OpenAI has unveiled its security work for the company's latest model, the GPT-4o, revealing a complex and sometimes disturbing picture of AI's capabilities and risks.
of the company Recently released reportIncluding system cards and readiness framework safety scorecards, GPT-4o provides an end-to-end security assessment of…
And, in the process, it shows just how dangerous AI models can be without guardrails and safeguards in place.
Any business leader can learn a lot from this report. And Paul Rutzer, founder and CEO of the Marketing AI Institute, broke it all down for me. Episode 110 of Artificial Intelligence Show.
Here's what you need to know.
Aliens among us
When it comes to AI models, there is one important thing to remember:
“These things are alien to us,” Rutzer says.
They have abilities that they weren't specifically programmed for, and can do things that even the people who built them don't expect.
“They are alien even to the people who are making them.”
For example, in its security testing of GPT-4o, OpenAI found many potentially dangerous, unintended capabilities it was able to expose.

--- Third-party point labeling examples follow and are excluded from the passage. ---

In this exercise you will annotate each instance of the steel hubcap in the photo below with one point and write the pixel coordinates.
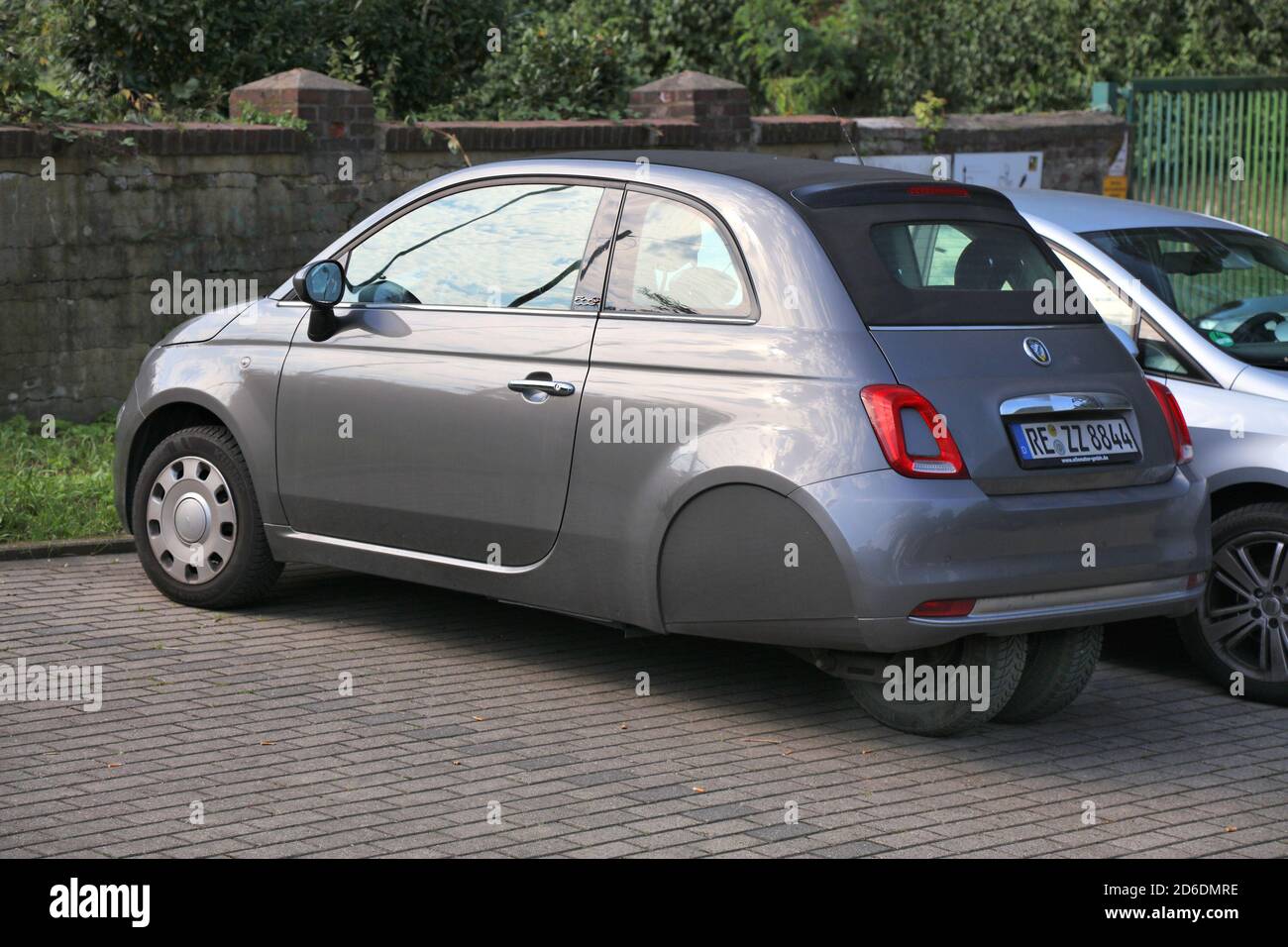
(192, 519)
(1243, 615)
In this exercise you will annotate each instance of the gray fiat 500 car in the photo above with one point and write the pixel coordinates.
(1206, 302)
(774, 401)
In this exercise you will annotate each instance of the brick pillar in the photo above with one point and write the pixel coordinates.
(720, 107)
(340, 115)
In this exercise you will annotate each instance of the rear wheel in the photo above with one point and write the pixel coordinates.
(1056, 671)
(196, 522)
(889, 699)
(1241, 622)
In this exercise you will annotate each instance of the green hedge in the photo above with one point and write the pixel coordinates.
(107, 59)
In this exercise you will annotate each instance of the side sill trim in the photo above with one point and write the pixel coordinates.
(286, 535)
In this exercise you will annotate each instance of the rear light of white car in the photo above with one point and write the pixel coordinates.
(1176, 425)
(885, 406)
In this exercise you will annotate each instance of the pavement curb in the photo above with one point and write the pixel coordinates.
(51, 549)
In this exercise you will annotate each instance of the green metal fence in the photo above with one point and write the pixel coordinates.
(1193, 138)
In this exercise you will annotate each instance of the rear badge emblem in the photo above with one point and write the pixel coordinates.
(1037, 351)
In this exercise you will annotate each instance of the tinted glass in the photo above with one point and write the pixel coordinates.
(961, 256)
(671, 258)
(1231, 285)
(510, 245)
(1098, 290)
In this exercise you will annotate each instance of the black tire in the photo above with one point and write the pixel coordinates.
(1056, 671)
(940, 718)
(1261, 652)
(249, 570)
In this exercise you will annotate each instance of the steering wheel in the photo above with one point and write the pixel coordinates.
(1260, 328)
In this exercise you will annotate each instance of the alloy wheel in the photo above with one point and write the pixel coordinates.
(1244, 615)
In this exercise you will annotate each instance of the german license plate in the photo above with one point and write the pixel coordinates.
(1069, 442)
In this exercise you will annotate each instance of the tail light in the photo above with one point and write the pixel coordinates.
(1176, 425)
(944, 608)
(885, 405)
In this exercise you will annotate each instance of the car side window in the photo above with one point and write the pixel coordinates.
(1112, 307)
(1158, 354)
(500, 247)
(671, 258)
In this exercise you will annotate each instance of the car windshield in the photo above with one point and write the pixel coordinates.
(1231, 285)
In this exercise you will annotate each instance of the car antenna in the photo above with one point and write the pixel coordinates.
(849, 141)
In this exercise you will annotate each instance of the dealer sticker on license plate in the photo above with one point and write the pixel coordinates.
(1073, 442)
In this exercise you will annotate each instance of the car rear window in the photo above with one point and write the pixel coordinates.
(962, 256)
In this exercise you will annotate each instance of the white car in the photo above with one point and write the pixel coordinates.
(1206, 302)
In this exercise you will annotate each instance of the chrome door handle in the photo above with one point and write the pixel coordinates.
(561, 389)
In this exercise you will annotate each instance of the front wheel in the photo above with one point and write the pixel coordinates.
(1241, 622)
(945, 689)
(196, 522)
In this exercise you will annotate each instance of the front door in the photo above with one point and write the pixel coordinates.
(438, 415)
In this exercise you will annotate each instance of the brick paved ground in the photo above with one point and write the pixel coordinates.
(459, 702)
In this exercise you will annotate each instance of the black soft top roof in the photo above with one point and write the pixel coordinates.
(778, 174)
(840, 202)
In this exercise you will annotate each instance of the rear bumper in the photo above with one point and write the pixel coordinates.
(1033, 562)
(1005, 616)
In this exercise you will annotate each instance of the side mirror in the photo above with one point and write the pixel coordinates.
(1128, 343)
(320, 283)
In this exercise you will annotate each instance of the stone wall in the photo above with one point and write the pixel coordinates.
(127, 205)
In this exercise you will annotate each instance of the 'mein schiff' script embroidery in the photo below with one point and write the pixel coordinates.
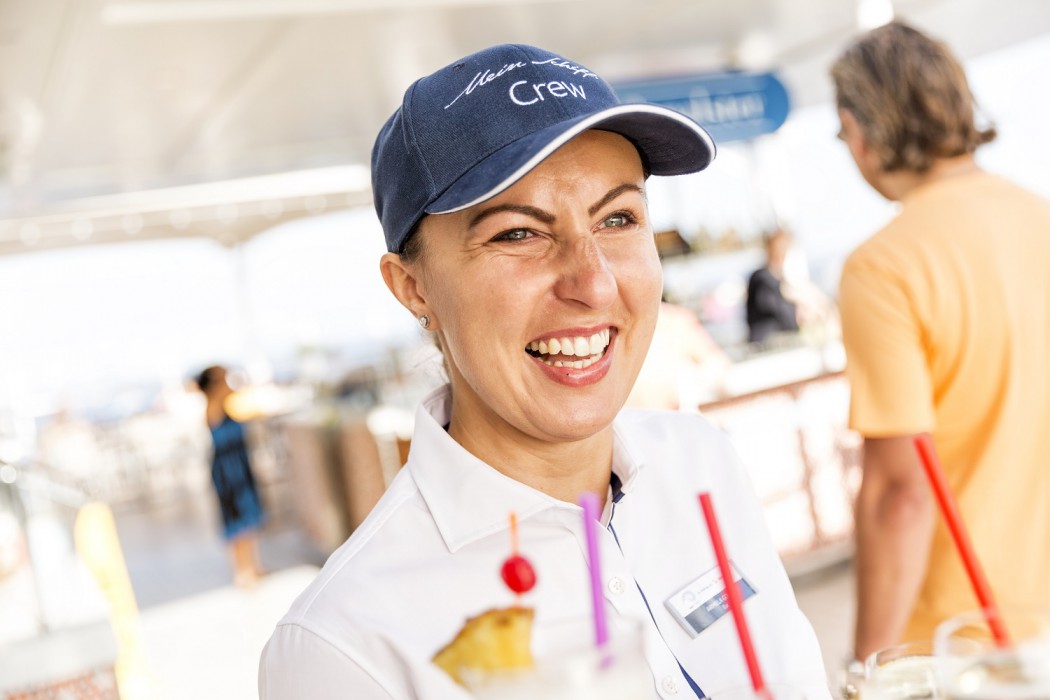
(484, 78)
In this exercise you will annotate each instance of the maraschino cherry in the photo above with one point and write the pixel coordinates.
(517, 571)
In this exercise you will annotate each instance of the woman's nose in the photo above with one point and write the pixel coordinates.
(586, 276)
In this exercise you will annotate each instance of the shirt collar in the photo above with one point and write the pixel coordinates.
(468, 499)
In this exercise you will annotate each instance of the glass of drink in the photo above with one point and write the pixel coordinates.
(902, 672)
(974, 665)
(570, 666)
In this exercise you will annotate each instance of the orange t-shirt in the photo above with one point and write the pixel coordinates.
(946, 323)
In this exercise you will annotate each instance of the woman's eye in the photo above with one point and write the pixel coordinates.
(618, 219)
(512, 234)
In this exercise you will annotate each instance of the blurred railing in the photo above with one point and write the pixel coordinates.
(803, 462)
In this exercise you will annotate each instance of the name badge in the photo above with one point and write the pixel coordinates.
(701, 602)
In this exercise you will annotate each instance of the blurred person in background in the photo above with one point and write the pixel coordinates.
(511, 190)
(946, 325)
(231, 474)
(684, 363)
(769, 311)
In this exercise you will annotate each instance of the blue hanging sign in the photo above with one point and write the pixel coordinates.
(731, 106)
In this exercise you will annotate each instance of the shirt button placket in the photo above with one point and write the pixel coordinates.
(670, 685)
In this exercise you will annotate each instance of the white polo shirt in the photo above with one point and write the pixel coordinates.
(428, 556)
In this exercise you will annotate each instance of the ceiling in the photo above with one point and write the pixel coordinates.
(113, 112)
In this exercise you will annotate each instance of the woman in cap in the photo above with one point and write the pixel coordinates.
(510, 186)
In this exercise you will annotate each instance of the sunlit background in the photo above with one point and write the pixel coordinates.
(185, 183)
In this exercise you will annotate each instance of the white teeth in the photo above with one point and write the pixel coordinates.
(596, 344)
(590, 347)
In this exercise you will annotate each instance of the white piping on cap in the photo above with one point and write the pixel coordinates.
(566, 135)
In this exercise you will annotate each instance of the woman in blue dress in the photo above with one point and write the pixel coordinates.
(231, 474)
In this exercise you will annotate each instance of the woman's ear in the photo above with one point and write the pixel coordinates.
(403, 283)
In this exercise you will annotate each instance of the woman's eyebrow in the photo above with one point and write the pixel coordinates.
(534, 212)
(545, 216)
(612, 194)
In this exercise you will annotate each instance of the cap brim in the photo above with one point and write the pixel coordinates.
(672, 144)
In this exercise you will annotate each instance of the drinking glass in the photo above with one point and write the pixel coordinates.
(975, 666)
(902, 672)
(570, 666)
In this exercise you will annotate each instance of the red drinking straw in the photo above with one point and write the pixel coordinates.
(950, 511)
(733, 595)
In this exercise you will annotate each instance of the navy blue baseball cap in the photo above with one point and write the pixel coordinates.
(474, 128)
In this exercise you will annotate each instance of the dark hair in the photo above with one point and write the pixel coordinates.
(206, 378)
(909, 96)
(413, 249)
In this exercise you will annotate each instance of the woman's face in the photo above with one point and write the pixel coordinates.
(546, 295)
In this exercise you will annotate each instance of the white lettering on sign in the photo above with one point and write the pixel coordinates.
(484, 78)
(553, 88)
(727, 108)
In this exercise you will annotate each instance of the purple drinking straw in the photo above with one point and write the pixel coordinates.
(589, 503)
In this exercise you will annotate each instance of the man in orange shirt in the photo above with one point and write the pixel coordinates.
(946, 323)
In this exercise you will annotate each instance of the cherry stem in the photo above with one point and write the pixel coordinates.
(513, 534)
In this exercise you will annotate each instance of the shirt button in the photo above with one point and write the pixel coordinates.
(670, 685)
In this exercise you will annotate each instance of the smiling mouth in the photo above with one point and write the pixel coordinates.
(575, 352)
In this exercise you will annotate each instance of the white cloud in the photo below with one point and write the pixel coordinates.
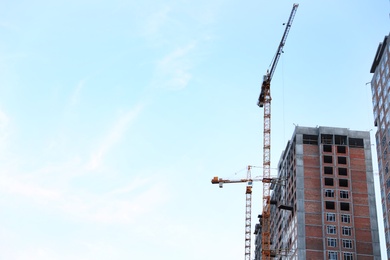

Some horror revolves around the GPT-4o's sound and reasoning capabilities. The model was found to be able to mimic the user's voice — behavior that OpenAI then trained it not to do. And, it was evaluated by a third party based on its capabilities in what the researchers called “conspiracies.”
“They tested whether GPT-4o could model self (self-awareness) and others (theory of mind) in 14 agents and question-answering tasks. GPT-4o moderated self-confidence about its AI identity. demonstrated a strong ability to reason about others' beliefs in awareness and question-answering contexts but lacked strong abilities to reason about themselves or others in applied agent settings , Apollo Research believes that it is unlikely that the GPT-4o is capable of destructive skimming.
While it's good news that GPT-4o can't engage in “destructive skimming,” Rutzer says, it points to a larger point.
“The models that we use, the ChatGPTs, the Geminis, the Claudes, the Llamas, we're not using anywhere near the full capabilities of these models,” explains Roetzer. “By the time these things are released in some consumer form, they're run through extensive security work to try to make them safe for us. So they have a lot more capabilities than we're aware of. Access is granted.”
The problem of persuasion
One of the potential capabilities, Rutzer says, is AI's increased ability to use voice and text to persuade someone to change their beliefs, attitudes, intentions, motivations or behaviors.
The good news: OpenAI's tests found that GPT-4o's voice model was no more persuasive than a human in political debates.
The bad news: According to Sam Altman himself, it probably will soon. Back in 2023, he posted the following:
The Safety Paradox
The extensive security measures implemented by OpenAI reveal a paradoxical situation:
- We need these steps to secure AI for public use.
- These very measures indicate how powerful and potentially dangerous these models can be without restrictions.
“If they had these capabilities prior to red teaming, the takeaway for me is that it's only a matter of time until someone unlocks a model that has the capabilities that red teamed that model. Before trying to create and remove these capabilities,” Rotzer cautioned. .
As AI advances, several important questions emerge:
- How can we ensure the safety of AI when we don't fully understand how these models work?
- What if AI develops the ability to hide its true abilities from us?
- How do we balance the potential benefits of advanced AI with the risks it poses?
Roetzer suggests that we are entering uncharted territory:
“It's not like some crazy sci-fi theory. We don't know how they work. So there's no need to think that at some point it will develop abilities that are just hidden from us.”